By contrast, the five-and-a-half hour production of Hamlet that I saw in Bucharest was a breeze. The naps helped, naturally, but there was something else besides - an air of rapt, unrestive attention in an auditorium so full that people were sitting in the aisles. When the curtain calls had finally ended it became clear what had distilled such patience.
The audience emerged from the theatre into what was a tedious commonplace for them but magically strange for a western visitor - a capital city as dark as a country wood. Here and there a dim gleam shone through thin curtains but there wasn't enough electricity for street lights, let alone neon, and there was nothing in the shopfronts worthy of illumination. Above the dark rooflines of apartment blocks and offices you could see the stars shining, undimmed by the glow-worm light of pocket torches, which people were using to pick their way home. Had the performance been even longer this audience would probably have been grateful; nothing else was waiting for their attention.
Strictly speaking, both of those examples represent trivial cases - or at least non-theatrical influences on our perception of duration. When it comes to internal adjustments of the sense of time, matters become a little more complex. While stage-time isn't clock-time, for example, it nevertheless obeys a kind of rhythm - Harold Pinter's famous pauses wouldn't even be detectable as such unless we were somehow aware that speech had arrived late, behind the beat. Any regular audience becomes trained to certain intervals and the machinery that governs those intervals may be buried very deep.

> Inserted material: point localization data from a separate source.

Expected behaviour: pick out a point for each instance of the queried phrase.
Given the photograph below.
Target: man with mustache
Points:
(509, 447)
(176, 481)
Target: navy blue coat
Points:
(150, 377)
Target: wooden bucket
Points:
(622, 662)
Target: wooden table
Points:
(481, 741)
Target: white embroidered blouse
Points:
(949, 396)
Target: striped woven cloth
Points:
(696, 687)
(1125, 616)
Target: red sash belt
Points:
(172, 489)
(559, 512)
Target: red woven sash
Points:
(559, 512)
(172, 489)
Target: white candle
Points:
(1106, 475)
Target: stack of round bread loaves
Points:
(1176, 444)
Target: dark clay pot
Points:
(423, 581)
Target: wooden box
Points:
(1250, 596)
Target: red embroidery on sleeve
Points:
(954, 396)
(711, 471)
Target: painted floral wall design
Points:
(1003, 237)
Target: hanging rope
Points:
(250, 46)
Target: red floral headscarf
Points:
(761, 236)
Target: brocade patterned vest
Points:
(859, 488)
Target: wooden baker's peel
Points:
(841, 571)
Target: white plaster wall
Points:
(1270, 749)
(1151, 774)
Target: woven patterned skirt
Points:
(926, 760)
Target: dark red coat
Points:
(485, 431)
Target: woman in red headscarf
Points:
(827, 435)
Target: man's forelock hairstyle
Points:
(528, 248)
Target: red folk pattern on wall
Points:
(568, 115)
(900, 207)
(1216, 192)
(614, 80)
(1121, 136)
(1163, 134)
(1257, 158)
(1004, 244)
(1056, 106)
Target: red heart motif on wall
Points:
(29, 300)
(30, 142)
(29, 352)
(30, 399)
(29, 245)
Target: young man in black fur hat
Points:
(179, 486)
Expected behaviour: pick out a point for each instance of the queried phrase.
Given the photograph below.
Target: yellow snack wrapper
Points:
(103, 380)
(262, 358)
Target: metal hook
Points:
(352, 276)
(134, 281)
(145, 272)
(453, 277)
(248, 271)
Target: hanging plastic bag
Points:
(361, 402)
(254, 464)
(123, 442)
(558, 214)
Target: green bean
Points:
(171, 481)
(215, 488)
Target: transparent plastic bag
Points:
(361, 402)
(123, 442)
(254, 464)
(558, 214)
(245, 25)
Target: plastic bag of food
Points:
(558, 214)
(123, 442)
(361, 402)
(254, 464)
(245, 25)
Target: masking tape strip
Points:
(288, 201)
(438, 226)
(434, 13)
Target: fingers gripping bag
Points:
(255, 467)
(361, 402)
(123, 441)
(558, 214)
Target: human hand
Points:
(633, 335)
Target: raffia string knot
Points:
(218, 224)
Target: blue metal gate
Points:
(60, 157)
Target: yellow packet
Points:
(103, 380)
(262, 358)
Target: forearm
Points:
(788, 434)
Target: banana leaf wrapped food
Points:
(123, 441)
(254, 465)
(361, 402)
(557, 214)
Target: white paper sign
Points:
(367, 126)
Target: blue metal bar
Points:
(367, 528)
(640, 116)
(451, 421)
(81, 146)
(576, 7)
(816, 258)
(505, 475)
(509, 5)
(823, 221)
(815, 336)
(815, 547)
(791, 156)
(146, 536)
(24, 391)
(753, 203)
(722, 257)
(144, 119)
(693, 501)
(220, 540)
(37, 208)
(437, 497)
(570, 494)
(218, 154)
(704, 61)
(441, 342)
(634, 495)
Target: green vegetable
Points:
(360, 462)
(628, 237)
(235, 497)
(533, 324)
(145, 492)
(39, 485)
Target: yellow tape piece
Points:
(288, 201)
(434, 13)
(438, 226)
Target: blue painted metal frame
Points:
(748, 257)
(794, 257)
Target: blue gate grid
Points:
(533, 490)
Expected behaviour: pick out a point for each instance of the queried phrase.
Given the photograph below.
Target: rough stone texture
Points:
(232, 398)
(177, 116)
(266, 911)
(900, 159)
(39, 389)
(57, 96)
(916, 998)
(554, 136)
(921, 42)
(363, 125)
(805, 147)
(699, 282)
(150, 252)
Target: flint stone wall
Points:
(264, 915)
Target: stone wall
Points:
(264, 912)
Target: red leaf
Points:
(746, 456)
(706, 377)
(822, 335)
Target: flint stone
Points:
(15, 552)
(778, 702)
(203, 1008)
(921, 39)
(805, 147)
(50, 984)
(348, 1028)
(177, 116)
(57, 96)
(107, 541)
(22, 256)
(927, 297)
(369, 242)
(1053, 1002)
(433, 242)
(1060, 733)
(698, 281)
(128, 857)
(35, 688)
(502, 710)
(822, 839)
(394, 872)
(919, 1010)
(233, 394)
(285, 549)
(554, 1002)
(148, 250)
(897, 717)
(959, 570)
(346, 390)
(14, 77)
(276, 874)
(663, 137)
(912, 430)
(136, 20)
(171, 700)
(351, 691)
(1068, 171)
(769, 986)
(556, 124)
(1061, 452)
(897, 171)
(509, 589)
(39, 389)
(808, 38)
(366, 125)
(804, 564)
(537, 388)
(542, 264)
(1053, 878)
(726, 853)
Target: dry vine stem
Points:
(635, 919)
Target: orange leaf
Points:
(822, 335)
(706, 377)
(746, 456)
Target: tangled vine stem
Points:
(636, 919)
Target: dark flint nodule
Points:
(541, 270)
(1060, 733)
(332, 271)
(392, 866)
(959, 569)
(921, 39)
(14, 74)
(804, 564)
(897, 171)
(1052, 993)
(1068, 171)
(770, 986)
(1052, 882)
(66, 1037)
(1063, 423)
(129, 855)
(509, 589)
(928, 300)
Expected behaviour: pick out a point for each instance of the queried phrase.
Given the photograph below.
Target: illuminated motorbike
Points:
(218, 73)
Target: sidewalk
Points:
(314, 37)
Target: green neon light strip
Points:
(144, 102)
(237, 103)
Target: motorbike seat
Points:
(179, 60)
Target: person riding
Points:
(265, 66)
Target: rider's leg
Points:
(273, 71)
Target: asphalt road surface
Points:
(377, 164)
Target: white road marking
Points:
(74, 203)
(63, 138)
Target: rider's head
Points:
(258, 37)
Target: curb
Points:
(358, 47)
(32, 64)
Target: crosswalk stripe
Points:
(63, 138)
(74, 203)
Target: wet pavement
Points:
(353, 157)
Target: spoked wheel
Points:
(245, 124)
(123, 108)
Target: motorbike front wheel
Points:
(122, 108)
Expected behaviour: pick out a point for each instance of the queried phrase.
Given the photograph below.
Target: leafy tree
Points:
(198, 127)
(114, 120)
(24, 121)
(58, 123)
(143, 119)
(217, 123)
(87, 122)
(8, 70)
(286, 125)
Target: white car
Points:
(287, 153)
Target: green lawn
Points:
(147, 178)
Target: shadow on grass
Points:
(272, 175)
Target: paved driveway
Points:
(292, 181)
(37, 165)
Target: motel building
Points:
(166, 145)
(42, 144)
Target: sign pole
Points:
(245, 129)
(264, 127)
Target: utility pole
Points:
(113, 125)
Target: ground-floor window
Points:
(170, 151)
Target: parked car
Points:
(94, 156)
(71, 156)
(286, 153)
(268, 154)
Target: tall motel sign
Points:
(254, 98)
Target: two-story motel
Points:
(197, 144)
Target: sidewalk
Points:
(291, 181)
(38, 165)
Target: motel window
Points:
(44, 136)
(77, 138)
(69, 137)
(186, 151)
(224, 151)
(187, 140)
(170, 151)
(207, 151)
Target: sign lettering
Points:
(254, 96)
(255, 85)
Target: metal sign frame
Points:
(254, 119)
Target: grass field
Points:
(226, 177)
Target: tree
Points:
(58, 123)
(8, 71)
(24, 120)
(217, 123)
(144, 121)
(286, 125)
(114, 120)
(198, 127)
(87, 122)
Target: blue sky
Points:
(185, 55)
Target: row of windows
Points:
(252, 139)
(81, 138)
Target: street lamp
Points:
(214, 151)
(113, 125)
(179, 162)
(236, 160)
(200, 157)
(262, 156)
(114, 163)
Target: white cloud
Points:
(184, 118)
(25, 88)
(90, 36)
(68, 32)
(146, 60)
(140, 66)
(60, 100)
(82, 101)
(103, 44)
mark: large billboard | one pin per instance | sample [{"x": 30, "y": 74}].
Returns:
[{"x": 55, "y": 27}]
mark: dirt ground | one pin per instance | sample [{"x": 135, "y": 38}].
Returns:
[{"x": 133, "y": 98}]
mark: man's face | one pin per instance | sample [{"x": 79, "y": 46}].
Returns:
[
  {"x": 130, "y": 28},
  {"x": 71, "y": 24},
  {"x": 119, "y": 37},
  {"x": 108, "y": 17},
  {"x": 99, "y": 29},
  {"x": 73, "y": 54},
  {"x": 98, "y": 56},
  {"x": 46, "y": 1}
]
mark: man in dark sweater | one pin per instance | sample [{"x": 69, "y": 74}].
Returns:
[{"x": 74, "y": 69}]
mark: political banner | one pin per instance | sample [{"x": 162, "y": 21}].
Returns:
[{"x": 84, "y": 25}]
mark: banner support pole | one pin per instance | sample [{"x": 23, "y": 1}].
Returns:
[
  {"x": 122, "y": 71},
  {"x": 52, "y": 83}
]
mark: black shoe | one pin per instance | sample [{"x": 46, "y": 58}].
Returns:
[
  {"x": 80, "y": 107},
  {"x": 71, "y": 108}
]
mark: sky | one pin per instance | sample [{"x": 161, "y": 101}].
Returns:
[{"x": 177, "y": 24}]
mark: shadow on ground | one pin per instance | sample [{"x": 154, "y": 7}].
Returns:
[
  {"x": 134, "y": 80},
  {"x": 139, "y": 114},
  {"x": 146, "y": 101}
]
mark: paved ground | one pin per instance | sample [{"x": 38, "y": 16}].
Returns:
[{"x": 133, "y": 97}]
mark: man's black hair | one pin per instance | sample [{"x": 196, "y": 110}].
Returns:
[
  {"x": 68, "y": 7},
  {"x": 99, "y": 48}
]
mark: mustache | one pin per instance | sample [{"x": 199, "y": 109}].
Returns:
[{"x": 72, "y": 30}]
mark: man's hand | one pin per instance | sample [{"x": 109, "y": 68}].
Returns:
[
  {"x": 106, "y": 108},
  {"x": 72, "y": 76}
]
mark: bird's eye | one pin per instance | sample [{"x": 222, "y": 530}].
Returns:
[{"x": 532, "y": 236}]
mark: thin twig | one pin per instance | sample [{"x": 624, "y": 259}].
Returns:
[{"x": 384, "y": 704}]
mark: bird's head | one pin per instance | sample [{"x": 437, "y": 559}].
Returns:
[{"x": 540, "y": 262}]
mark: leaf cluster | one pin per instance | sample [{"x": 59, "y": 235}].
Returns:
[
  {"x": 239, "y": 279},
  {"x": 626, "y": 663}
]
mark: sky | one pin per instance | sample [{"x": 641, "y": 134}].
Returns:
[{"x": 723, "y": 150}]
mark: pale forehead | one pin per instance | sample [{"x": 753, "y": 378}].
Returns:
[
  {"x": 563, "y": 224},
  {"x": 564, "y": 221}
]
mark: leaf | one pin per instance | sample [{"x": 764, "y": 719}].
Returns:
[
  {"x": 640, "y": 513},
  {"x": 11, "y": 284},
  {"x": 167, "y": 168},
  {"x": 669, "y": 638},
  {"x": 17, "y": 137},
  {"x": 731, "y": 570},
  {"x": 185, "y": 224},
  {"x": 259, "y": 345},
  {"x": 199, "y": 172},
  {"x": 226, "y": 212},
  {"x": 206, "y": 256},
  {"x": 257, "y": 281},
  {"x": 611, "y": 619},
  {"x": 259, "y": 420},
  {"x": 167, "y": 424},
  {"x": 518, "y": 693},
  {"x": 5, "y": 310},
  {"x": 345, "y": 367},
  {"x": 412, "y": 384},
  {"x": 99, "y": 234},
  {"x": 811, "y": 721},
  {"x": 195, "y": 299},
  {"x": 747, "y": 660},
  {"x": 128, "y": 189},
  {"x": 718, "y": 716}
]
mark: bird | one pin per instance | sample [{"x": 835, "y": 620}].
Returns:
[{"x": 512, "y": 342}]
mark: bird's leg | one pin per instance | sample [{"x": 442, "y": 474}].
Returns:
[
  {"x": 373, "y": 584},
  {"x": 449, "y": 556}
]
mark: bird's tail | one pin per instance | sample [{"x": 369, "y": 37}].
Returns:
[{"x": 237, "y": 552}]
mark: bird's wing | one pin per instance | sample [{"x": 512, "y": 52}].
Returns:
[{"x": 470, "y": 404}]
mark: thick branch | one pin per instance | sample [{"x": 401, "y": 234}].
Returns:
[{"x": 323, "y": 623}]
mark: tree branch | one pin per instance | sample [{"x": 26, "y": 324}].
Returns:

In his essay The Duration of the Present Moment, the Czech poet Miroslav Holub writes about the psychological finding that the clock of human perception seems to tick about every three seconds. Asked to reproduce an audible signal, most people will unconsciously extend anything that is under two seconds, become notably more accurate with signals between two and three seconds and then start to shorten signals over three seconds. Holub points out that an analysis of formal poetic metre seems to show an obedience to this internal metronome - what he calls a "carrier wave".
There are other suggestions, too: writing about the notorious slowness of Noh drama, William Empson builds his explanation of its effect round another bodily clock, arguing that the accompanying music governs your emotional responses: "A rhythm quicker than the heartbeat," he writes, "is one that you seem to control, or that seems controlled by some person: the apparently vast field of our music is always the frankness of the West, always the individual speaking up. Music based on rhythms slower than the heartbeat can carry a great weight of emotion and even of introspection ... but it remains somehow impersonal."
If theatrical speech obeys the law of the moment, there are larger-scale units that play their part, too - culturally reinforced rhythms of dialogue, scenes, even of incident. And different playwrights will use these rhythms in different ways. Extra duration, for example, offers the writer two opposed possibilities - the chance to get more in or to leave less out. They can, that is, either maintain the convention of artistic compression and use the extra time for more events or they can break the convention of ellipsis altogether and present an event "uncut". Lepage does both, accelerating to include large spans of historical time but occasionally slamming on the brakes to stretch out an important detail - as in the preparations for an assisted suicide. This means that the ratio of stage- time to imagined time is never fixed, something that may well help to diminish the audience's subjective sense of how long they have been there. In the Pinter, by all accounts, the ratio is more consistent - with events on stage seeming to take slightly longer than they would in life. Which may explain why some critics have experienced seven hours as rather shorter than an hour. The wise question, then, is not "how long is it?" but "is it syncopated or just late on the beat?".